TW: How did you get started writing? Any specific influences?

SW: In the 1980s I wrote a number of pieces set in the Starfire game universe for a now-defunct magazine that was a house organ for Task Force Games. David Weber was doing the same thing, which was how we met. When the magazine folded, we were left high and dry with a number of story ideas, which looked suspiciously like chapters of a novel. This was the origin ofInsurrection, the first novel for both of us. The rest, as they say, is history. As for influences as a writer, I imagine Robert Heinlein and Poul Anderson were the strongest ones. But, as Poul himself once told me, the authors we like to read aren't necessarily the ones who influence our writing style. For example, I love reading Jack Vance, but his style is too unique to serve as a model.
TW: What are some of the best perks of being a science fiction writer?
SW: The interesting and talented people one gets to meet. Besides, the research gives me a good excuse for doing a lot of the kind of reading I'd be doing anyway.
TW: Do you have any favorites among your characters?
SW: Bob Devaney, in The Prometheus Project, is my first attempt at using a character as first-person narrator, and it's naturally easiest to put some of oneself into a character like that. I also have a soft spot in my heart for Ian Trevayne of Insurrection, my first protagonist.
TW: What was the first sf story you ever read?
SW: The Mysterious Planet, by Lester Del Rey. But the one that really got me started on my road to ruin was Methuselah's Children, by Robert Heinlein. It simply blew me away with that much-discussed "sense of wonder" which is conspicuous by its absence in most present-day sf.
TW: Who are some of your favorite non-sf writers?
SW: I enjoy the historical novels of Gore Vidal, especially those set in the ancient world, where the imbecility of his politics is less obtrusive. And I consider George MacDonald Fraser's "Flashman" series to be one of the greatest hoots in all literature. I also read Tom Clancy, and was always a fan of the late James Clavell.
TW: Are you a morning writer, and evening writer, or a catch-as-catch-can writer?
SW: By necessity, I am a whenever-I-can-grab-an-hour-or-two-nights-and-weekends writer. I have what David Weber calls a "real person job," and also a family. And there's this concept called "having a life."
TW: Who would you like to see play your series hero (if app.) in a movie?
SW: I don't have a "series hero" as such. When I was working on Insurrection in the mid-1980s I visualized Ian Trevayne as Sean Connery. But I usually see my characters in terms of people I know personally rather than actors.
TW: What invention or scientific leap in understanding would you most like to see made in your lifetime?
SW: A way of getting around the speed of light, enabling us to get some first-hand knowledge of other planetary systems while I'm still alive. Of course, the prerequisite is what Arthur C. Clarke, writing thirty years ago, called "the rather overdue revolution in theoretical physics." It's even more overdue now.

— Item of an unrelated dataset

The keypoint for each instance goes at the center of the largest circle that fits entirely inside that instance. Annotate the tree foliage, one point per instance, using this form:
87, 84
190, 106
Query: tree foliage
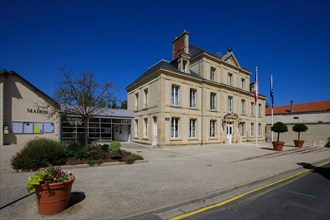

TW: If you could go back to one incident in all history to watch as a spectator what would it be?
SW: The sheer number of choices makes this question impossible to answer. (Although the signing of the Declaration of Independence would certainly be something to see.) Besides, I'd be less interested in incidents than in settings. I would give a great deal to see what the Roman forum, or the palace of Knossos, actually looked like in their respective heydays.